Marta does a bit of that on her pricing page. She is quite sparing about it and for good reason — if you keep itemizing defining beyond reason and using factory-line sort of jargon, you'll just come out funny or arrogant or both. In any case, it will likely drive your rates into the ground. (Again, the exact outcome depends also on your audience.)

For a larger project you could prepare a more detail and verbose write-up, detailing any hours you're going to spend on something else than actually translating, any analytical steps you're going to take before you actually start, any checks during, anything else like that, any things you do before signoff.

(While at it, knowing translators and LSPs, you're probably going to mention 'client feedback' like a good ISO fanboy or fangirl should. Keep that in check. Clients are important, and what they have to say also is, but for once remember that they aren't experts on your work. They are not your proofreaders or editors. Unless they are. But do you really want a dentist to edit your legalese? Be somewhat mindful of what words you use or you'll end up achieving the standard impression that translators are office gophers who need to have their work supervised and reviewed by more senior professionals from more senior job lines.)

Do be careful with 'affordable', 'responsive' and stuff like that. It all has its legitimate applications, but if you don't do it in somewhat right (where somewhat leads to average results), you'll end up sounding plaintive and half-professional, about the sort of thing that a half-professional translation done by a multilingual may look like to you. This is the danger inherent in DIY marketing. If you don't know what exactly to do, you probably want to keep it simple. Either by making it short and concise or by just making it natural.
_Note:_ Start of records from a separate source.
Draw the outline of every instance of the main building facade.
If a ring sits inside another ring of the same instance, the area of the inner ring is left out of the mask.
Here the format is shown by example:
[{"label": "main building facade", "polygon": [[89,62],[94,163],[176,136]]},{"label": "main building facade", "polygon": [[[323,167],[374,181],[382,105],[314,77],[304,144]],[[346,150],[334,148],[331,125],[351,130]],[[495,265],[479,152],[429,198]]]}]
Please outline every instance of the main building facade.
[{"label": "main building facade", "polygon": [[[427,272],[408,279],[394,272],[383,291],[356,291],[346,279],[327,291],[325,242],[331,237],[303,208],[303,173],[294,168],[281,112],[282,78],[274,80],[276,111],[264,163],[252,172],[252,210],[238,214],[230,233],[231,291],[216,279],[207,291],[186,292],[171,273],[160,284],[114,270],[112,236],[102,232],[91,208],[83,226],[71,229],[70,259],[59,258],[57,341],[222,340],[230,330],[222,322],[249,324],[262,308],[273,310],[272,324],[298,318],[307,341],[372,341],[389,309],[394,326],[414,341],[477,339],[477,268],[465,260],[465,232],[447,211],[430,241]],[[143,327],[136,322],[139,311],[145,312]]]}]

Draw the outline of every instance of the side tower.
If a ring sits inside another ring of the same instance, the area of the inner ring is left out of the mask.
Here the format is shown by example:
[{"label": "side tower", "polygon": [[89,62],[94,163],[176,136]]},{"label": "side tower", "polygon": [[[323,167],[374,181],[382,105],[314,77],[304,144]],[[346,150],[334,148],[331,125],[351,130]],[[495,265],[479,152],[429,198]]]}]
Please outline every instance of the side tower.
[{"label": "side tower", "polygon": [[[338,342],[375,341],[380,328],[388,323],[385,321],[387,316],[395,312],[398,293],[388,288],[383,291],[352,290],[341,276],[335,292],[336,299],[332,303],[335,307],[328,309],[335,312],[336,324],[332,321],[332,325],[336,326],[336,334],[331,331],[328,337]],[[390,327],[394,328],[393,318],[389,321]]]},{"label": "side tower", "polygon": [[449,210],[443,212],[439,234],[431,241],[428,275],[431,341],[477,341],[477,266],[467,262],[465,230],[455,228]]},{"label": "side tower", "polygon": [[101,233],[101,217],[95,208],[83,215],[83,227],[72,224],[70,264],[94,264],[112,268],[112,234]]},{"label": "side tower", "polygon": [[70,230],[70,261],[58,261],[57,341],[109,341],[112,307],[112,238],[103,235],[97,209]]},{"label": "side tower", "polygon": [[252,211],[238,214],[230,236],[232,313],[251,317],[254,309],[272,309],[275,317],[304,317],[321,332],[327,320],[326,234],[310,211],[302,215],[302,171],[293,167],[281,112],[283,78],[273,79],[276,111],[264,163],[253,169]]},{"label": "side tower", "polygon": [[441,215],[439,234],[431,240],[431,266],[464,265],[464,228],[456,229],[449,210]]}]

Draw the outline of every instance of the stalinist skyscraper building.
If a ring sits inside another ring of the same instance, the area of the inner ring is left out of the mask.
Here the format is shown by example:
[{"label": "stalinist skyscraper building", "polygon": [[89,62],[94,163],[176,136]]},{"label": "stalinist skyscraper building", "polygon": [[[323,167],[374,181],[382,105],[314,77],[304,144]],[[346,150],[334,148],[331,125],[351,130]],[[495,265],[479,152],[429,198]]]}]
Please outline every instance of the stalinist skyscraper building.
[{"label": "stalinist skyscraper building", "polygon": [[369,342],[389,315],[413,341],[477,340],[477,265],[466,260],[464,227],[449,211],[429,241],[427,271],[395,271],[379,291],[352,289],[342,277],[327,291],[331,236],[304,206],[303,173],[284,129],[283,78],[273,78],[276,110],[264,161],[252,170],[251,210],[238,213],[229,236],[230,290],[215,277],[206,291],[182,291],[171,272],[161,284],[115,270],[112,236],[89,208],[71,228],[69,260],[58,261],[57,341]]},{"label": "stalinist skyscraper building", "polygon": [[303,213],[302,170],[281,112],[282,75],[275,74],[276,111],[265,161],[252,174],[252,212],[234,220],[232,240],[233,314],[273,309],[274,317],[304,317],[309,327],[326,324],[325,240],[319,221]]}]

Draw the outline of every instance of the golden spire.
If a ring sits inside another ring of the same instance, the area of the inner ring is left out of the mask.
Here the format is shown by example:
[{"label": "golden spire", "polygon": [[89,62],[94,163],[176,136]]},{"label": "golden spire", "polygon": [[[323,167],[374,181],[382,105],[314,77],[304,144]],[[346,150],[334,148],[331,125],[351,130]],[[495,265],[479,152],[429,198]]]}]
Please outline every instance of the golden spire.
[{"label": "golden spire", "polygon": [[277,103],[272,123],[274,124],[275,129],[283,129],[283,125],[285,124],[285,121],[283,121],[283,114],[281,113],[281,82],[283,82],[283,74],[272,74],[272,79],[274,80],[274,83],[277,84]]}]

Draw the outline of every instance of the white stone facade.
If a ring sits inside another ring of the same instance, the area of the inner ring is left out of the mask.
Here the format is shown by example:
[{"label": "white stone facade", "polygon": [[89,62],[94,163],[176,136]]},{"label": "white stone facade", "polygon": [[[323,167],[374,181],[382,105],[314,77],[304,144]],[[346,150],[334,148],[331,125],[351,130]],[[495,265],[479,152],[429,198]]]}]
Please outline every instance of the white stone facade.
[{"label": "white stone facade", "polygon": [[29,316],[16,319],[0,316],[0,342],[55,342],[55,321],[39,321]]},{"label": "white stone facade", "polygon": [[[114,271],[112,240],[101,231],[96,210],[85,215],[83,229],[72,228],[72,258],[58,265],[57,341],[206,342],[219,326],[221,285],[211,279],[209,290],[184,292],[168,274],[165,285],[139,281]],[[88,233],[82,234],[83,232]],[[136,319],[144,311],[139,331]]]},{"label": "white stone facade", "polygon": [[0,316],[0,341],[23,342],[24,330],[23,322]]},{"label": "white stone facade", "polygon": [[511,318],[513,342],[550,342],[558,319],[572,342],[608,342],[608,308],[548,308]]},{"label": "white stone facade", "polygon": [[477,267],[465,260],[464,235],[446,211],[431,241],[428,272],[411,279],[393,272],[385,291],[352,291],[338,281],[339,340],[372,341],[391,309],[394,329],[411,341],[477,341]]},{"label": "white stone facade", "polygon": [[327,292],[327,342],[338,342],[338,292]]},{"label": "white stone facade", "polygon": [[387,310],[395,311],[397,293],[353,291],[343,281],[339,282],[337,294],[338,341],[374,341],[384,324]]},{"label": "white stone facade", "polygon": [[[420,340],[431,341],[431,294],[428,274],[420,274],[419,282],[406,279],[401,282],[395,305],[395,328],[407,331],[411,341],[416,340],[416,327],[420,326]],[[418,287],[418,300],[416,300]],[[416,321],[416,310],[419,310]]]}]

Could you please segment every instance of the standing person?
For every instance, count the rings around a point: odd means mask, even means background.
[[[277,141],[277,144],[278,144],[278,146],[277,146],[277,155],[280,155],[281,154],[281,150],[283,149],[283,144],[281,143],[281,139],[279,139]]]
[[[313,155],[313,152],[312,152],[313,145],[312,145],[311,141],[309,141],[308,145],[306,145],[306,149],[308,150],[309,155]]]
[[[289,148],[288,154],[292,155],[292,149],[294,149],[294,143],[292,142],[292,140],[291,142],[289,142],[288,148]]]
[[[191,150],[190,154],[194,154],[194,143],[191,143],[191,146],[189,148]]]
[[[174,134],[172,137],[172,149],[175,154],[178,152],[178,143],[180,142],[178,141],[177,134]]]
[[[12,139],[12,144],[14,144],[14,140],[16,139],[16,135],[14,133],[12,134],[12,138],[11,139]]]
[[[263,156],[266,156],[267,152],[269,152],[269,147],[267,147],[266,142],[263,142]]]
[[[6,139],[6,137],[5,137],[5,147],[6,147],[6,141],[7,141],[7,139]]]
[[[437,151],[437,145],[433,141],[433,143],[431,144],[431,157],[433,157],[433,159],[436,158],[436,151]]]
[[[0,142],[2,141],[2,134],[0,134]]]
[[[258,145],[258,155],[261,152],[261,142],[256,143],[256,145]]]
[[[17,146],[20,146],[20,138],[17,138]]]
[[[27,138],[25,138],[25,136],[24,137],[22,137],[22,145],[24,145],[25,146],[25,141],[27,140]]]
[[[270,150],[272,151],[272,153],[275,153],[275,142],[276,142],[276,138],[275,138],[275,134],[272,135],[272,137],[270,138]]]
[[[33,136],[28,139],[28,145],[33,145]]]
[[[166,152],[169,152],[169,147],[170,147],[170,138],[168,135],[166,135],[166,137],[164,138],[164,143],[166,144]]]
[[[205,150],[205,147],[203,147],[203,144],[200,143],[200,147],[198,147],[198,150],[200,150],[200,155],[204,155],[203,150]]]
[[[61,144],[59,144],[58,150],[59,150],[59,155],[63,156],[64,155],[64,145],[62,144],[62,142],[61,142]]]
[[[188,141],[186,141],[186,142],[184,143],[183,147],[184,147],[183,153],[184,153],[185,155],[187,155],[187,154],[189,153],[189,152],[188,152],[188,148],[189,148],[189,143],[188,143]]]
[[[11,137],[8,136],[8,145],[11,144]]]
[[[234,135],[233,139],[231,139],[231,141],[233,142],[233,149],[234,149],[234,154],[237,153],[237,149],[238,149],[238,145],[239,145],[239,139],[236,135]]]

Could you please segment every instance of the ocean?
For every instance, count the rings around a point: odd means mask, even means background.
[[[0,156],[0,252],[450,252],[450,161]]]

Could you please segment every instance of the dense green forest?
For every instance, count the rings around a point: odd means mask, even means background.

But when you're making it natural — which is very difficult to be when you're writing, especially in this type of context — you still need to watch it, to keep it professional. This mostly means no threadbare buzzwords like 'responsive' or 'affordable' unless you really mean them, or unless you just need them for a header under which you're telling things how they are (in a reasonably formal register, not too much and not too little).

Finally, don't think that asking very pretty — pretty please — to be hired is going to work. There are clients who like to be asked to allow you to work for them, but I'm not sure you want that type of clients unless they have some good reason to act like that. Personally, I believe that translators need to stop or reduce the 'pick me, pick me!' behaviour because it harms the prestige of the profession.

Not begging for the jobs is not inconsistent with taking proper care of your clients and appreciating them and their business. And clients — reasonable clients, at least — look for different qualities than obedience, pliability, submissiveness and a general willingness to run errands. Translators who enter into that mode and fail to get out of it will forever be treated like everybody's junior assistants. Translators are probably a cross between professional advisors and designers/writers, but in any case this is not a concierge job*.

(* A professional concierge is different from a submissive guy who's eager to run errands for fear of not getting whatever is his proper work, acting like a cheap and expendable non-professional personal assistant. I'm pretty sure professional concierges actually make more than professional translators, on average, and they have a knack for combining self-denial with personal dignity. Something I don't really see in a qualified and credential translator hiring himself out for oddoffice jobs on a very entry level. This is also the message some translators' online presentation sends right away without need to read into actual business correspondence and negotiation.)